Need help understanding a derivation of "witnesses" for a Landau bound

Question

So here's an excerpt from Foundations of Computer Science by Alfred Aho and Jeffrey Ullman[1]. I've also found basically the same material in a few other places, and also in my discrete math textbook, but this is clearest one I've seen:

Example 3.2. Suppose we have a program whose running time is $T(0) = 1$, $T(1) = 4$, $T(2) = 9$, and in general $T(n) = (n + 1)^2$. We can say that $T(n)$ is $O(n^2)$, or that $T(n)$ is quadratic, because we can choose witnesses $n_{0} = 1$ and $c = 4$. We then need to prove that $(n + 1)^2 \leq 4n^2$, provided $n \leq 1$. In proof, expand $(n + 1)^2$ as $n^2 + 2n + 1$. As long as $n \leq 1$, we know that $n \leq n^2$ and $1 \leq n^2$. Thus $n^2 + 2n + 1 \leq n^2 + 2n^2 + n^2 = 4n^2$.

Even so, I get lost where it says:

$$ n^2 + 2n + 1 \leq n^2 + 2n^2 + n^2 $$

I get that it's true, but it seems arbitrary. How/why did the expression get modified on the right side of the $\leq$ like it did? Couldn't they also have done this?

$$ n^2 + 2n + 1 \leq 4n^2 + 0 + 0 $$

Specifically, what rule did they apply to transform the expression $n^2 + 2n + 1$ into $n^2 + 2n^2 + n^2$?

---

1. http://infolab.stanford.edu/~ullman/focs.html

Answer 1

They want to end up with ​ constant * n² ​ on the very-right.
They applied "make each term a constant times n²".

Answer 2

Claim:

$$ n^2 + 2n + 1 \le 4n^2$$

we know it is true, but we still need to prove it.

One option, is to shift sides, getting $3n^2-2n+1 \ge 0$, and solving this equation shows it holds for any $n\ge 1$. But this is cumbersome.

What else can we do?
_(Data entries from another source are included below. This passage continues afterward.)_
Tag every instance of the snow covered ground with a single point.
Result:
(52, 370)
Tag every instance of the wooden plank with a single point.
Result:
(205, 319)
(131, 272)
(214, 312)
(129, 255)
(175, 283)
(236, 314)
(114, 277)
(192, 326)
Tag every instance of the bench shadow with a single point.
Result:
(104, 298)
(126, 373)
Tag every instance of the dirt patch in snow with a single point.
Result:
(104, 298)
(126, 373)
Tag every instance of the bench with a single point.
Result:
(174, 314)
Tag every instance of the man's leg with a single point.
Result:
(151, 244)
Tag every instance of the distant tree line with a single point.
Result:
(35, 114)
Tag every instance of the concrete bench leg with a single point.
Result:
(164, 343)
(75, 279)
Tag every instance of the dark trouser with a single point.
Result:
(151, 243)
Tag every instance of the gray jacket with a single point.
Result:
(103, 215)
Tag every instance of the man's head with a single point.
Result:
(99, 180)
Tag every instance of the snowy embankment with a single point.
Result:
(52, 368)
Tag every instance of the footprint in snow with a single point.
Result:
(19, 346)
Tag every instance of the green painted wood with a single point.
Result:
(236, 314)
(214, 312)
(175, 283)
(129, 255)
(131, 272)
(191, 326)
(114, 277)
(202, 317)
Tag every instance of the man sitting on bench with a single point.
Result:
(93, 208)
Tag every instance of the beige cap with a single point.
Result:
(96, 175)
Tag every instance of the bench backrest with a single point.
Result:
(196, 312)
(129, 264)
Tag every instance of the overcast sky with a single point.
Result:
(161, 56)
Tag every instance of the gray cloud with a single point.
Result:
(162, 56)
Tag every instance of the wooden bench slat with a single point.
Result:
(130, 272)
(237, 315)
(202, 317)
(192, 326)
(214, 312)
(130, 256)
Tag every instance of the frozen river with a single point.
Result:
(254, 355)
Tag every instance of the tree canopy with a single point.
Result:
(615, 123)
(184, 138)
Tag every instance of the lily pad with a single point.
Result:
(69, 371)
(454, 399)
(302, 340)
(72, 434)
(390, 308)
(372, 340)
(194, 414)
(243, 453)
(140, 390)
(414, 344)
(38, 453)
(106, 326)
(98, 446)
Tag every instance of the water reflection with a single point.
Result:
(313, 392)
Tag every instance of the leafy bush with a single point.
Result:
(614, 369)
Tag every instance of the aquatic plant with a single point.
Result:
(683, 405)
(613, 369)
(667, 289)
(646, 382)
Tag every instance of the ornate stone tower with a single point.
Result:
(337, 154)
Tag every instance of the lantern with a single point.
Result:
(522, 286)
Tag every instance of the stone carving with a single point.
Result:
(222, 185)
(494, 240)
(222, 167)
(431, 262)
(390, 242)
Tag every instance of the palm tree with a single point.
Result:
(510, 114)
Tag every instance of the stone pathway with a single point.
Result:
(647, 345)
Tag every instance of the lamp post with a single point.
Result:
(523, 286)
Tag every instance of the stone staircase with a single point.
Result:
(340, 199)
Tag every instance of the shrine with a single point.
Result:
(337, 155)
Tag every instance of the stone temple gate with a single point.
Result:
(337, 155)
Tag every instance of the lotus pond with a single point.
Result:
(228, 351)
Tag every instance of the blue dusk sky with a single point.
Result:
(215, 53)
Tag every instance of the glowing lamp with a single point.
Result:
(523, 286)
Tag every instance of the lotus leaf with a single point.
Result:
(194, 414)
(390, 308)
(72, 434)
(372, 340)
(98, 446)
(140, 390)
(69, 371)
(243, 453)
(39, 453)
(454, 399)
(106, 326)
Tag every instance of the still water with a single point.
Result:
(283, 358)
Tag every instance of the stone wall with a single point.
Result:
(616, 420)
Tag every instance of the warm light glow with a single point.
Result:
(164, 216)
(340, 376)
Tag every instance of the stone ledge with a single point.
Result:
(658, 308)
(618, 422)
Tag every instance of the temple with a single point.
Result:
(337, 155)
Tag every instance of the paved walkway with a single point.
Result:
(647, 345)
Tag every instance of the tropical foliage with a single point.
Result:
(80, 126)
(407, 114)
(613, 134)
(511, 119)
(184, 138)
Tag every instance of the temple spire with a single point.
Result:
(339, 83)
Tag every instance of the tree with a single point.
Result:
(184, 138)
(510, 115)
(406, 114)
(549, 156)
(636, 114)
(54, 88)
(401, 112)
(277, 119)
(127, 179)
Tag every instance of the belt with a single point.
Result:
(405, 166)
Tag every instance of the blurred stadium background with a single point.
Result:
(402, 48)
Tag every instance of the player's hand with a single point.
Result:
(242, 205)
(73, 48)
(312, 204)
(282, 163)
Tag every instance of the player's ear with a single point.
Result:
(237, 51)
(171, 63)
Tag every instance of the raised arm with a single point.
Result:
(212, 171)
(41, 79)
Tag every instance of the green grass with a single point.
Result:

We can take a crude bound for each term. For instance, $n^2 \le n^2$, $2n \le 2n^2$, and $1\le n^2$ hold for any $n\ge1$! Therefore, it is valid to say that $$n^2 + 2n + 1 \le n^2 +2n^2 +n^2 \le 4n^2.$$ and it is quite intuitive and easy to see, even for the non-expert.

What's wrong with $n^2 + 2n + 1 \le 4n^2 + 0+0$?
Technically, nothing is wrong - this is a valid claim for any $n\ge 1$.
However intuitively this derivation is misleading: it suggests that we bound the three terms one by one, which "suggests" the incorrect derivation of $n^2 \le 4n^2$; $2n \le 0$; and $1\le 0$.

Bottom-line: since Aho-Ullman is meant for students, it tries to give simple explanations that any reader can easily verify in the most simple way, even if it is longer and less "direct".

---

(actually this is not a CS question, but math. Hmpf.).